– Но ты имеешь к этому отношение?
– Да. Как и твой мистер Дуайер.
– А Кеннеди? Полагаю, вы заручились его поддержкой?
Рейтинг популярности нового президента зашкаливает. Люди одобряют его решения, им симпатичен его образ – образ молодого идеалиста с красивой образованной женой и парой очаровательных детишек. Мне он тоже в общем-то нравится. Сам по себе идеализм обычно настораживает меня, но в политике Кеннеди также прослеживается здравая прагматическая нить, и это обнадеживает. К тому же американская машина устроена так, что глава государства вынужден считаться с людьми, подобными Дуайеру, а они смеются над идеалами и не боятся запачкать руки. Если президент не проявит в борьбе с Фиделем необходимой решимости, кто-нибудь из советников наверняка возьмет неприятную миссию на себя.

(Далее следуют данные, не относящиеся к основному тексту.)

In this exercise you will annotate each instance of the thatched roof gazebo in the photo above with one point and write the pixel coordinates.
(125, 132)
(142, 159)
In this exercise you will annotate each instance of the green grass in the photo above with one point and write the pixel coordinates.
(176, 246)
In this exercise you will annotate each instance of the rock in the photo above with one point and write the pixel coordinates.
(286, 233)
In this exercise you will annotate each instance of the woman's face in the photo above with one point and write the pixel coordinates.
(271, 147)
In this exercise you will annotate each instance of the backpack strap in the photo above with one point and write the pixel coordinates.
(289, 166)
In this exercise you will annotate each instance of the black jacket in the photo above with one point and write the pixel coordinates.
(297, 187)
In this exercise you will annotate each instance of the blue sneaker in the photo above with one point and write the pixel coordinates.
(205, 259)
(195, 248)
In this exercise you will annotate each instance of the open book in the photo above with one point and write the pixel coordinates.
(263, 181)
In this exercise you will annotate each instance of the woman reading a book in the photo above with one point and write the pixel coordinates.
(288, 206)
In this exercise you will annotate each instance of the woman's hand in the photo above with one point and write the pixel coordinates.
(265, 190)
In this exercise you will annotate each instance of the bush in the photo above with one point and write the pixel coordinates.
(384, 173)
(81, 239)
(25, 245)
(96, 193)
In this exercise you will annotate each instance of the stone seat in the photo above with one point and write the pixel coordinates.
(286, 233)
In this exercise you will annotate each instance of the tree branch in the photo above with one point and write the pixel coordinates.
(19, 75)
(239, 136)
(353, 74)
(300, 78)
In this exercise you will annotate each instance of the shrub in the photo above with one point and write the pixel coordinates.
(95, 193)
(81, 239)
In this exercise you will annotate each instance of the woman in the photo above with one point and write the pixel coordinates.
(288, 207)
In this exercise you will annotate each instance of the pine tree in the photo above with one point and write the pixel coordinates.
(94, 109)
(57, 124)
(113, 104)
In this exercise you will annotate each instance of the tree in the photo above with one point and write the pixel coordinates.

– Насколько мне известно, Кеннеди одобряет, – говорит Эдуардо. – Хотя, полагаю, тебе лучше спросить об этом своего сенатора.
– Он не мой.
– А говорят, что твой.
– Нет.
– Неприятности в раю? – Эдуардо смотрит на мой браслет. – Дорогая вещица.
– Дорогая для кого? Для любовницы?
– Не называй себя так.
– Меня ведь так все называют, верно?
– А чего ты ожидала, Беатрис? Он здесь с невестой.
– Только не делай вид, что мое поведение оскорбляет твою скрытую нравственность. Половина присутствующих спит не со своими мужьями и женами, и все это знают. Ты тоже никогда не брезговал внебрачными связями.
– Дело не в моей нравственности, а в твоей гордости.
Я смеюсь, как будто моя гордость еще не растоптана.
– По-твоему, я довольствуюсь слишком малым?
– А разве нет?
– Почему все думают, что я хочу замуж? Разве я чего-то стою, только если я чья-то жена?
– Нет, просто это для тебя унизительно – быть чьим-то вторым вариантом. Разве ты не хочешь, чтобы выбор был сделан в твою пользу?